Melrose Abbey sits very close to town, but it still offers some solitude and reflection among its stately ruins. It was originally founded in the 12th century by monks and it is believed that Robert The Bruce’s heart was buried here in 1331. The stunning beauty of this abbey was accentuated by the sunlight we were lucky enough to have on our visit. 

As we continued to drive through one charming village and amazing views, one after the other, Helen asked me to put in a CD of the Celtic artist Duncan Chisolm and it only added to the beauty of the area. We drove through rain showers, then the sun came out. Saw more sheep. 

The afternoon tea was at a lovely country house hotel called Cringletie House outside the village of Peebles. It’s a traditional Scottish Baronial mansion and Helen visits and brings tours here quite often. 

We were led into a warm sitting room with comfortable chairs and small tables, stunning views and a fire place. I decided on the Lapsang souchong tea. While we waited, it gave us an opportunity to get to know Helen better and vice versa. We will be spending a lot of time together this next week, starting on Thursday. 

Tea was served, along with some very tasty sandwiches, muffins, cookies and scones, and some fruit shots, lemon tarts, chocolate cake and mini macaroons. Everything was delicious! 

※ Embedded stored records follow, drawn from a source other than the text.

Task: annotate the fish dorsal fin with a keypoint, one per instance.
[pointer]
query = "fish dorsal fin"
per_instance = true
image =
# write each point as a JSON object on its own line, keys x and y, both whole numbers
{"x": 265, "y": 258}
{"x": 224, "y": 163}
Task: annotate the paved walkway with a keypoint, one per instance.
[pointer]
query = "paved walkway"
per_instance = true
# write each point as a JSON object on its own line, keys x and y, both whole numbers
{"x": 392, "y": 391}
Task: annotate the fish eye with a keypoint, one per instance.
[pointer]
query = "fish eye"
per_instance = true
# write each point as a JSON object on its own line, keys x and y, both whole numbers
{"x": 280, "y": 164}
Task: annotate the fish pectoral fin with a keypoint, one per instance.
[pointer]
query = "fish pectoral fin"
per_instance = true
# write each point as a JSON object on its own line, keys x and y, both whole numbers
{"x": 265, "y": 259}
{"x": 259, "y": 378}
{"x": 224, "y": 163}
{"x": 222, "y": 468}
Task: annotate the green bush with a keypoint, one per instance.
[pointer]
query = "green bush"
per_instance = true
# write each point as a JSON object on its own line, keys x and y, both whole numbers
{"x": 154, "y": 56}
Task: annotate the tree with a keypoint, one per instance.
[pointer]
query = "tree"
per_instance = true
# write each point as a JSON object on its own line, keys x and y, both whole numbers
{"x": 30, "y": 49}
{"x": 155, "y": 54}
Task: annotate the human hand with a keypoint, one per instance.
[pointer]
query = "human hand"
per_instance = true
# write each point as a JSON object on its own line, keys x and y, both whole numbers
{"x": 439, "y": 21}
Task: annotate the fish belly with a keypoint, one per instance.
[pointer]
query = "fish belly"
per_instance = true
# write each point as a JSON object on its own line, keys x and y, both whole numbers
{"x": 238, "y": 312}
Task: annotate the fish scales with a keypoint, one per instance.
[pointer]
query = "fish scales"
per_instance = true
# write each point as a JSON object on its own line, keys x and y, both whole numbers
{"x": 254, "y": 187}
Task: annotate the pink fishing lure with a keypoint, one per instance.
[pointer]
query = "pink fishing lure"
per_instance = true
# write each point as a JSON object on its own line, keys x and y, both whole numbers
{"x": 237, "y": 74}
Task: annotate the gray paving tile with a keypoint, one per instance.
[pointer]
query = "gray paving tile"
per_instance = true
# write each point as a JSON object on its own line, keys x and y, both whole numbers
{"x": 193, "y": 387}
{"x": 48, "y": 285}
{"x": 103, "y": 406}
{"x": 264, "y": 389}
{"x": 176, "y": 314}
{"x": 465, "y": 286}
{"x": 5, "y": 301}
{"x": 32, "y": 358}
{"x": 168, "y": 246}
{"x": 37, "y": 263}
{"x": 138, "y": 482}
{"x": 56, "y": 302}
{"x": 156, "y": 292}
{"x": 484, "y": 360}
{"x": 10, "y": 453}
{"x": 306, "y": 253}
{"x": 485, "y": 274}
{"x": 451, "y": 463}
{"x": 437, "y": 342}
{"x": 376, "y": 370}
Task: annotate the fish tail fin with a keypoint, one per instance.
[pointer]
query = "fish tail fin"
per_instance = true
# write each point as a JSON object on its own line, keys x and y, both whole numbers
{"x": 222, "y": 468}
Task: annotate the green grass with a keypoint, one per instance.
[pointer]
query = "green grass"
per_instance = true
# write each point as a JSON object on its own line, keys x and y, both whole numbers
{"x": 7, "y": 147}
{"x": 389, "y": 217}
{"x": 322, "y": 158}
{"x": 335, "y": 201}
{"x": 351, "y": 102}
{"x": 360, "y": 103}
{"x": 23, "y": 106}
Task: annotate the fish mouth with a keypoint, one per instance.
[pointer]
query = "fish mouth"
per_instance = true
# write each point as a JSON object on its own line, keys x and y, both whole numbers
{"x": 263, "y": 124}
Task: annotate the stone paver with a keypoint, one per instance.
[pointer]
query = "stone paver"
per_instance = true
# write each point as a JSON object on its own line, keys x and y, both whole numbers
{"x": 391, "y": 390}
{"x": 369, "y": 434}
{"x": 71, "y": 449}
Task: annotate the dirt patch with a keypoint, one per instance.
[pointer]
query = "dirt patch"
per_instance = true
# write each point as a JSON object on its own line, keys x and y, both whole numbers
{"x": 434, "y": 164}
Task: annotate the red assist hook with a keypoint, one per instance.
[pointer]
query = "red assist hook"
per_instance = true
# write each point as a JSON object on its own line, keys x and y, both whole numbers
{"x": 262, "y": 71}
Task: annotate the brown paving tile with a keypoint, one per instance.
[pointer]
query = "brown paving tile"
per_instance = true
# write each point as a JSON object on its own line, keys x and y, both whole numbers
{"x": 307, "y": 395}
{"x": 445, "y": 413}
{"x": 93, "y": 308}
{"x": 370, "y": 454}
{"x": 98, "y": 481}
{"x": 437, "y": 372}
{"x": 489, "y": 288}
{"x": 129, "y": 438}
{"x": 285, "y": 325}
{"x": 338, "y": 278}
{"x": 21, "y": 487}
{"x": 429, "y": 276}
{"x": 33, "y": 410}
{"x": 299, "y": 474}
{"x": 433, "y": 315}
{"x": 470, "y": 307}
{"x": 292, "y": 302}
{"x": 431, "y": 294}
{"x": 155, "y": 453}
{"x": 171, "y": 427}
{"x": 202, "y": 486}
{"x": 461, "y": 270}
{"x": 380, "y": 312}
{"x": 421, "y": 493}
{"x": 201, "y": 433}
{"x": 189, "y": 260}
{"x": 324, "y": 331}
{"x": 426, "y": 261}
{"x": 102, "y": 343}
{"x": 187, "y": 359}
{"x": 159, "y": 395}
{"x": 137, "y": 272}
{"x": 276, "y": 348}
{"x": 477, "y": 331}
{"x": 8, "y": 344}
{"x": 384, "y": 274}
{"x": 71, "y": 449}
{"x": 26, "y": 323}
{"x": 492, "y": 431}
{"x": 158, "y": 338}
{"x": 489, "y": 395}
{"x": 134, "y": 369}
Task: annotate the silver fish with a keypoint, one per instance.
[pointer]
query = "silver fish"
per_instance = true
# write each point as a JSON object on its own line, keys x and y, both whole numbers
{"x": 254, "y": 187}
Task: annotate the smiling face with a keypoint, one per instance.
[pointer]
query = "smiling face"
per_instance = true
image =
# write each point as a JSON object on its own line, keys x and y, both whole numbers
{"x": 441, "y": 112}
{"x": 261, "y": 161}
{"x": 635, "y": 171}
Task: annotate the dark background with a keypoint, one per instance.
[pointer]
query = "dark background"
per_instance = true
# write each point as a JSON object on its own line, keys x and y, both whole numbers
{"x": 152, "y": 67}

SURPRISE #3: While we were enjoying the tea and goodies, rain moved in again…then it actually started sleeting, then the sun came out again….then someone noticed a huge rainbow right outside the front window to my right. Amazing, the unexpected surprises we’ve had today and also the rain always seemed to stop when we were outside, but rained while we were in the car or inside. Then…this rainbow shows up. I think we had a weather angel watching over us today in Scotland, and I’m pretty sure it was my sister Dori. I haven’t allowed myself to think too deeply about her while on this trip yet, but this rainbow touched me very much and it brought tears to my eyes. I think those breaks in the weather and that beautiful rainbow was Dori’s way of letting me know it’s okay to have a wonderful time in Scotland this year and that she’s with us. 

The entire experience at Cringletie was fabulous. I’m going to have to start coming up with more adjectives to describe things! It was so special of Helen to arrange this for me. The setting, the view and the company were all I could have hoped for, I love sheep. 

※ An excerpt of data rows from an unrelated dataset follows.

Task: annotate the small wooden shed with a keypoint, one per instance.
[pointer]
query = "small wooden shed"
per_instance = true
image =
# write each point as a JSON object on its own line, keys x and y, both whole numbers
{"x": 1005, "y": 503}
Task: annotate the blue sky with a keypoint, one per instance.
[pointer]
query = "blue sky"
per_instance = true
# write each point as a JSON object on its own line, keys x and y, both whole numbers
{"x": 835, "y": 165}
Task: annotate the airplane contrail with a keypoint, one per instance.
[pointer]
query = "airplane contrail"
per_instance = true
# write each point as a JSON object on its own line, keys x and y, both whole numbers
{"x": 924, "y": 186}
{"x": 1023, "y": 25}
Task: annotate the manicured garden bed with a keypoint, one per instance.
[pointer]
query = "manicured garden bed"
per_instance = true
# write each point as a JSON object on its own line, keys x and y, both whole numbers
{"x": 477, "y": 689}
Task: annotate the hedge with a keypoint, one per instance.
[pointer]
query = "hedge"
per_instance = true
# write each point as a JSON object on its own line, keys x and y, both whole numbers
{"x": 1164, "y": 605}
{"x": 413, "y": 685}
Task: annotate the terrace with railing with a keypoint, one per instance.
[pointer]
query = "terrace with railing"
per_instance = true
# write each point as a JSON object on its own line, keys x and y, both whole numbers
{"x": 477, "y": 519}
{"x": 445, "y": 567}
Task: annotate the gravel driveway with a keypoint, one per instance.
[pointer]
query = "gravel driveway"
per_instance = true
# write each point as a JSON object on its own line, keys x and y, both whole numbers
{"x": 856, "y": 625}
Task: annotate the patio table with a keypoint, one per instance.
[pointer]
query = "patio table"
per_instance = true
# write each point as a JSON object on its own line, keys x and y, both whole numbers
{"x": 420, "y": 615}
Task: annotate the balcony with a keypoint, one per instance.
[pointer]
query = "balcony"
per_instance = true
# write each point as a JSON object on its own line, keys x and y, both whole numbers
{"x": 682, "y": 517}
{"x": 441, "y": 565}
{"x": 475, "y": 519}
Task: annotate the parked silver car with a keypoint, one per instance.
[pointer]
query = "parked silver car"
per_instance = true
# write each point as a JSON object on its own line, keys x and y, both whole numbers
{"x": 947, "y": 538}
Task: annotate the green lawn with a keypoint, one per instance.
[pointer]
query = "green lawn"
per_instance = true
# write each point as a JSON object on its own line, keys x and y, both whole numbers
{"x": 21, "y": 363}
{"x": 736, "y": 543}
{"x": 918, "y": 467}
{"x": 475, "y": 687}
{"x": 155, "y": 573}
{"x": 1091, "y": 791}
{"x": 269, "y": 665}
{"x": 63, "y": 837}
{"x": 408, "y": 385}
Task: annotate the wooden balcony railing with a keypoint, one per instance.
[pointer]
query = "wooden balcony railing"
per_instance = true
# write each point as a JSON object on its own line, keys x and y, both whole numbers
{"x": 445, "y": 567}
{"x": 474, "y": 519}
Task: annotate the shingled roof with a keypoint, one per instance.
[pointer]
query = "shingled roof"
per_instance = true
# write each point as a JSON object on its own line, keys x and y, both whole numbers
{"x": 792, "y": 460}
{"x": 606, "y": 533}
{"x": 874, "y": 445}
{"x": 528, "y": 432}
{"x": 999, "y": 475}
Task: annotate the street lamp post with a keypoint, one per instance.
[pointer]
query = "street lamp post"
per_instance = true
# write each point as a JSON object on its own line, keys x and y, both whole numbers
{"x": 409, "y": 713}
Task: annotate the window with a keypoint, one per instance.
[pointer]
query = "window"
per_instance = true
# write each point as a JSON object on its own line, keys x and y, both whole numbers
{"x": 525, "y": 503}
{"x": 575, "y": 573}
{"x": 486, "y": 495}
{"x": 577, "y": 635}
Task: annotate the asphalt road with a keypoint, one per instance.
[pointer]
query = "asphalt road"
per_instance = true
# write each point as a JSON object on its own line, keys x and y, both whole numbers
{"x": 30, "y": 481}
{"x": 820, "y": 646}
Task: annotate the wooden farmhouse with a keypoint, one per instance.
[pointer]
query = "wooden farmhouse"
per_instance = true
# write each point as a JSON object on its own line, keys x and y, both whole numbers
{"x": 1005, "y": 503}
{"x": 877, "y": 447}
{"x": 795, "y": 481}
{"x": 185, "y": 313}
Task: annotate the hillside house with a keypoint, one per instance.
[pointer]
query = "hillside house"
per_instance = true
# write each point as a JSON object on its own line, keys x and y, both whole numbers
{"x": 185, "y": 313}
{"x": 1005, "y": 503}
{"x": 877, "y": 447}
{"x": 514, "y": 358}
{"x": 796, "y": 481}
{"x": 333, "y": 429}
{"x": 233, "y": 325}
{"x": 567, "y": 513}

I believe Helen, Dave and I will have a great time during our tour later in the week. Helen doesn’t like to think of herself as a common “tour guide” and she prefers to think of her customers as travelers, not tourists. She wants to give them/us an adventure, not a tour and I really like that. I also love her Scottish accent and will enjoy listening to that as well. Helen truly loves what she does and enjoys showing off her glorious country which makes her travelers all the more lucky. 

And, typically to the kind of day we’ve had today…as we neared our apartment, the rains came, but as we left Helen to walk back to the apartment, the sun came back out and it stopped raining. 

To The Palace, Please!

After a good nights sleep in our new surroundings, Dave went across the street and brought back breakfast and I stayed in finishing off the croissants and jam that Beth & Fiona left us. The sun was out and it appeared it would be a nice day. One forgets you’re in Scotland, however! 

Dave and I turned right when we exited the apartment and headed up the hill for our first stop at the impressive and imposing Edinburgh Castle…located on castle rock. 3,000, yes, I said 3,000 years of history are hidden away in the mighty royal castle set upon volcanic rock. The oldest part of the existing castle is St. Margaret’s Chapel, built by her son in 1130. It’s a beautiful, but tiny chapel where weddings can still be held today…with only about 16 guests. 

Despite the fact the castle is naturally well defended being built on such a steep, rocky hill, it has been captured and recaptured several times, which results in its changing role throughout history. Obviously, with the castle’s imposing height over the city, the views it affords of the dwellings and skyline below are spectacular. 

There is even a small dog cemetery where regimental mascots or soldiers dogs have been buried since 1881. 

The most prized possessions at the castle are the “Honours”, or Crown Jewels of Scotland. The Crown, Sceptre, and Sword of State. They were first used together during the coronation of Mary Queen of Scots in 1543 and have too long an eventful history to go into here. But it’s very special to see them. No photos allowed though. 😦 

The rain moved in swiftly and everyone was seeking shelter in any indoor venue possible, Dave and I ventured into the Great Hall where a musician was demonstrating 15th century instruments and music. It was very entertaining and we were able to see some fascinating instruments we have never seen before. 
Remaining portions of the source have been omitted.